The Delegate of the Registrar of Trade Marks held that Swole Gym did not use the Trade Mark in Australia at any time before the period of one month ending on the day on which the removal application was filed and evidence of intended use was a “speculative possibility or general intention for using the Trade Mark at some future but unascertained point in time”. Accordingly, the Delegate ordered that the Trade Mark be removed from the Register one month from the date of the decision.
Swole Gym sought to appeal the decision of the Delegate, however, it did not file a notice of appeal within the required time period. Instead, Swole Gym filed both an application for an extension of time to file a notice of appeal and a “(Draft) Notice of appeal (Intellectual property)” on the last day of that period. The application was filed on the basis that Swole Gym did not have legal representation during the hearing before the Delegate and it did not have sufficient time to retain legal representation.
The Court was required to consider Swole Gym’s application for an extension of time.
Decision of the Federal Court
Justice Steward upheld the decision of the Delegate and refused Swole Gym’s application for an extension of time.

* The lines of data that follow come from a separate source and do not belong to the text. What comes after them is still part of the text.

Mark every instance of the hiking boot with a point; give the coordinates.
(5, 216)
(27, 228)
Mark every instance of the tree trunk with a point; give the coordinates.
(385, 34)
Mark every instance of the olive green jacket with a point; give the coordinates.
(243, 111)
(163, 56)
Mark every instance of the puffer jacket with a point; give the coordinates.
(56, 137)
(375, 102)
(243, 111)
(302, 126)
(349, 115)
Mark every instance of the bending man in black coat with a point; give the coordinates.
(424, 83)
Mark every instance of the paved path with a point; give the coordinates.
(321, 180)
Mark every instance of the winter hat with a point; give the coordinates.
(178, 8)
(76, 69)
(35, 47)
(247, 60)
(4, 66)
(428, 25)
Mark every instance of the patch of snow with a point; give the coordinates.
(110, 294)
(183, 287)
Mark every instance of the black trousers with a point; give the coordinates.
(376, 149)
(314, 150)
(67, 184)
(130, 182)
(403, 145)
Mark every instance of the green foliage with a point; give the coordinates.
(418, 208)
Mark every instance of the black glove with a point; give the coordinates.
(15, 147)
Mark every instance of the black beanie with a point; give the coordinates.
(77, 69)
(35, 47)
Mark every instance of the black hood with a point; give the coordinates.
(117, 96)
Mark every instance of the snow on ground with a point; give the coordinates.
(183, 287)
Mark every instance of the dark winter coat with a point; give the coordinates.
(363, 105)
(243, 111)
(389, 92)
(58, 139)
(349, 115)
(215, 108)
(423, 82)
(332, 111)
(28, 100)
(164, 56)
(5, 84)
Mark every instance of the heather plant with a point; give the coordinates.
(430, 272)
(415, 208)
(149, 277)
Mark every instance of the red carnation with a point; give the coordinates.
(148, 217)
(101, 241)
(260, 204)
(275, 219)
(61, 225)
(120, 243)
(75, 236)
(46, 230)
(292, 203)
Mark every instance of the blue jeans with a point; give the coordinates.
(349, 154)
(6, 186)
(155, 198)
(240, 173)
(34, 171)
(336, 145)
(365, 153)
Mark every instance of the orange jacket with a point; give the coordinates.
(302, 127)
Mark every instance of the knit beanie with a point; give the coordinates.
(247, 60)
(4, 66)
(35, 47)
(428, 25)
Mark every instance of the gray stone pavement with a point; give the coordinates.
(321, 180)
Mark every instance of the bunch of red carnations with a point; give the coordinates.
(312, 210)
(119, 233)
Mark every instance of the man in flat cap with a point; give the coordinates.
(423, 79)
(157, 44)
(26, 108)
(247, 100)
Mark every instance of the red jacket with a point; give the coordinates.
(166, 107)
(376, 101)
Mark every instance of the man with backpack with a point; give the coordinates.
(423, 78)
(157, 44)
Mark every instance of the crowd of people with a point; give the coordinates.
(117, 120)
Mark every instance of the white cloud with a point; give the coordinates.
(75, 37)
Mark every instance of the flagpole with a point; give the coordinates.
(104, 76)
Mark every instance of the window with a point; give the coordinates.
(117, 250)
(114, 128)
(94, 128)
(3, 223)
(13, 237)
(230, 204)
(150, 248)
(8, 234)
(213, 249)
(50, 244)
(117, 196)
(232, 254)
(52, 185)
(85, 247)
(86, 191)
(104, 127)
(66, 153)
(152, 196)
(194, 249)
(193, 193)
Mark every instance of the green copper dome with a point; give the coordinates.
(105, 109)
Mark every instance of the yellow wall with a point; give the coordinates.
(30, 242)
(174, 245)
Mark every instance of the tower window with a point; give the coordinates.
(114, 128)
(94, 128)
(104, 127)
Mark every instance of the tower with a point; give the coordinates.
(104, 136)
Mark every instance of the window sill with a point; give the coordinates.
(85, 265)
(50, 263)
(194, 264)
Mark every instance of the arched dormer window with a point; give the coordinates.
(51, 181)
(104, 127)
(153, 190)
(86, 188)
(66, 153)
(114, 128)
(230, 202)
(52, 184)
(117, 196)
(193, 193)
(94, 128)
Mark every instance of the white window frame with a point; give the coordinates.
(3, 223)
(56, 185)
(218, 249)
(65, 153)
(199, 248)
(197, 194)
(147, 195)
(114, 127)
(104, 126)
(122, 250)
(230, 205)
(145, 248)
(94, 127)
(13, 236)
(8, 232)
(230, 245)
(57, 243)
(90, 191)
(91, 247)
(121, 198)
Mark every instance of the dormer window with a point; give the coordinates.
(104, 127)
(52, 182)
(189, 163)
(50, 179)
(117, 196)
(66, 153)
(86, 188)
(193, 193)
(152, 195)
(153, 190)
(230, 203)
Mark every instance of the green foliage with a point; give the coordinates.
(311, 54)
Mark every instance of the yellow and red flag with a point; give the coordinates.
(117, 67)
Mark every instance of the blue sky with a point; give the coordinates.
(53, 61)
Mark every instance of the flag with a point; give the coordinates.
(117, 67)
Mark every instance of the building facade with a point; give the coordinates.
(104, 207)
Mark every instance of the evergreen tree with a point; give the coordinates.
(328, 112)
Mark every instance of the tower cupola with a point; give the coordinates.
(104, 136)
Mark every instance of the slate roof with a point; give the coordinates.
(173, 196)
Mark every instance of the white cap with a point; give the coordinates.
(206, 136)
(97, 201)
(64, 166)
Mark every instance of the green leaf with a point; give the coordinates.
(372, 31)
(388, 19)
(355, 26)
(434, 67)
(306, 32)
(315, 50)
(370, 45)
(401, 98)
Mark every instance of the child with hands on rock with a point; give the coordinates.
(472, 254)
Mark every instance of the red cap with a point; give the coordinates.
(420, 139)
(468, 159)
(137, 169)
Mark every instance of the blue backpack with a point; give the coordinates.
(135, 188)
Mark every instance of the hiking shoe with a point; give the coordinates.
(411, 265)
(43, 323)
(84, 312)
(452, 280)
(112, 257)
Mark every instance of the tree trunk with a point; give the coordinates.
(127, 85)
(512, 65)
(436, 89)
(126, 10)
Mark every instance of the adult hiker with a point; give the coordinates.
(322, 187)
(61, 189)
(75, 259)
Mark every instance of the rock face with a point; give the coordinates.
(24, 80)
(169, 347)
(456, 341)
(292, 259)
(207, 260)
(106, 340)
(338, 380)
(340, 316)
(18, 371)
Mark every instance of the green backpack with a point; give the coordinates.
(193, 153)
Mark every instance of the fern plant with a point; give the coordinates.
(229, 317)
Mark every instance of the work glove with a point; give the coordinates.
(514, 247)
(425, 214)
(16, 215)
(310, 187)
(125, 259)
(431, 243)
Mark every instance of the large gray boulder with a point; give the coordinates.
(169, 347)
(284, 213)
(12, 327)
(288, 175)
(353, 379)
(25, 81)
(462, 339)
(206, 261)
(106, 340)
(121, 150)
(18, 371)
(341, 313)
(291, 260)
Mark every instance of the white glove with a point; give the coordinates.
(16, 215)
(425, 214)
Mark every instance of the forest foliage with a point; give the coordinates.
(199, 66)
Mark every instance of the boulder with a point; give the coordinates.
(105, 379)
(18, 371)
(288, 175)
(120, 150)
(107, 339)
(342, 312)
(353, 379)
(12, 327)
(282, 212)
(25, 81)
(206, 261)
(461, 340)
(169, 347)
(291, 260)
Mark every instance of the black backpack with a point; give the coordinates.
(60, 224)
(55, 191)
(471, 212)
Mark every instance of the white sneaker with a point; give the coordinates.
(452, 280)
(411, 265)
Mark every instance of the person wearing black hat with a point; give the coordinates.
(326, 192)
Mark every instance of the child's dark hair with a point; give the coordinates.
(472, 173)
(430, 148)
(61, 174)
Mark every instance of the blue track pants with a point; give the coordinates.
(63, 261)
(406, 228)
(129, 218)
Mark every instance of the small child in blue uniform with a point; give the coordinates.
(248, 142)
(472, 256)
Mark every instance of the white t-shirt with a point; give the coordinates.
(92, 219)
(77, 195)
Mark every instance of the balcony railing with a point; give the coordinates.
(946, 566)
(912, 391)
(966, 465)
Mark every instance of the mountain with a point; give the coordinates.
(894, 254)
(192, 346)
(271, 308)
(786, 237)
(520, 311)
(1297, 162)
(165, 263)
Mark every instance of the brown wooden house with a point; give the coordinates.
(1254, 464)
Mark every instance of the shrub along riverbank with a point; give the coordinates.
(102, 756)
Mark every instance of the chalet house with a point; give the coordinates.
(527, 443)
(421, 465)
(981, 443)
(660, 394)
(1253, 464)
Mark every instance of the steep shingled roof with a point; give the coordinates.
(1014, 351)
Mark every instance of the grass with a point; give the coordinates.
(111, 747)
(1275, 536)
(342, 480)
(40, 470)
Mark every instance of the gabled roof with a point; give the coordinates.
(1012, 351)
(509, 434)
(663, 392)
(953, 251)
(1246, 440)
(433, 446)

In reaching his conclusion, Justice Steward accepted that Swole O’Clock had suffered some prejudice and uncertainty; prejudice was suffered due to the delay in the service of Swole Gym’s application, and uncertainty arose as Swole O’Clock had two pending trade mark applications that were unable to progress as a result of Swole Gym’s to-be-removed Trade Mark.
Notwithstanding that Swole Gym was within the timeframe to file a notice of appeal, it elected to request an extension of time in order to retain legal representation. The Court acknowledged that neither the Act nor the Court Rules provides for an election to seek an extension of time in lieu of the filing of a notice of appeal. Justice Steward rejected Swole Gym’s argument that it required additional time to retain legal representation, describing it as “unconvincing”.
The Court considered the merits of the appeal and concluded that any appeal from the decision of the Delegate is bound to fail. The evidence of intended use was “simply too thin or non-existent” to discharge Swole Gym’s onus of showing that it intended to use the Trade Mark in good faith in respect to the specified goods. Furthermore, any evidence which supports Swole Gym’s case should not be given any probative weight as it took place after the non-use application was filed and, therefore, unable to rebut allegations made under s 92(4) of the Act. Justice Steward concluded that the “delegate’s decision was plainly right”.
Commentary
A party can appeal a decision of the Registrar of Trade Marks within 21 days. Where the party is unable to comply with the specified timeframe it may seek an extension of time from the courts. However, as demonstrated in this case, any party that seeks to rely on the court’s discretion in this respect should exercise caution, as there is a risk that the court will not accommodate such a request.